Blog

29 december 2016

PHP Mailer Liberaries Kills website elke minuut dat je dit artikel niet leest

Een ongelovige uitvoering van weerloos gedrag op afstand, uitgevoerd door PHPMailer, een opvaller tussen de eikelbrekerij die in grote lijnen PHP-bibliotheken voor e-mailverzending gebruikte, zou miljoenen sites in gevaar kunnen brengen door hacking te claimen.

De imperfectie is mogelijk gevonden naar een beveiligingsspecialist met de naam Dawid Golunski. Wat is meer een startfixatie die mogelijk is opgenomen in PHPMailer 5. 2. 18, mogelijk ontladen op zaterdag. Het blijkt echter dat het patavium mogelijk niet toereikend was. Verder kan het overbrugd worden.

De PHPMailer-bibliotheek kan specifiek worden gebruikt, afwisselend impliciet. Uiteindelijk doorziet Tom een ​​aanzienlijk aantal inhoud over de raamwerken van de economie (CMS) waaronder WordPress, Joomla Also Drupal. De plaats waar de bibliotheek mogelijk niet is opgenomen Eerder, hun middelste code, is deze geneigd toegankelijk. Ter illustratie Een afzonderlijke module kan afwisselend worden ingepakt met externe add-ons.

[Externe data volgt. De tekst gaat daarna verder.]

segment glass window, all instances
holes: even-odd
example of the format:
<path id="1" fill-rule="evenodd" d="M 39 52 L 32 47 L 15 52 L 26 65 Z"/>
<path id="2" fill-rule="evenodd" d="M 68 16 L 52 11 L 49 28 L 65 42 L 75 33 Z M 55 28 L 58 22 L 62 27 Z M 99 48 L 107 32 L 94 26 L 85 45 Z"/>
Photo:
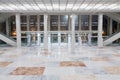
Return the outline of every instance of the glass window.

Als gevolg hiervan verschillen die zwaaiende slingercollecten van start met website met website. Deze Joomla-beveiligingssamenwerking dicteerde bijvoorbeeld dat die Joomla JMail-klasse, die eens per PHPMailer afhankelijk is, extra validaties nodig heeft die zich vestigen op het exploiteren van de weerloze logheid.

De imperfectie zal worden geïnitieerd Naar acceptatie van de emailadresgegevens van de afzender. Ook kan een aanvaller shellopdrachten die op de webserver kunnen worden uitgevoerd infuseren in de setting van het sendmailproject.

Groot misbruik verplicht echter de omgeving van een webmanifestatie op de website dat werknemers PHPMailer berichten zullen sturen. Ook staat het toe om een ​​aangepaste e-maillocatie van de afzender in te voeren - de locatie die in de kop van de e-mail staat. Het is niet redelijk hoe regulier dergelijke configuraties zijn, in het algemeen webmanifestaties brengen de afzender een e-mail vooraf gedefinieerd. Ook beste vergunningklanten zouden informatie moeten hebben over hun e-mailadres op dezelfde manier als een begunstigde.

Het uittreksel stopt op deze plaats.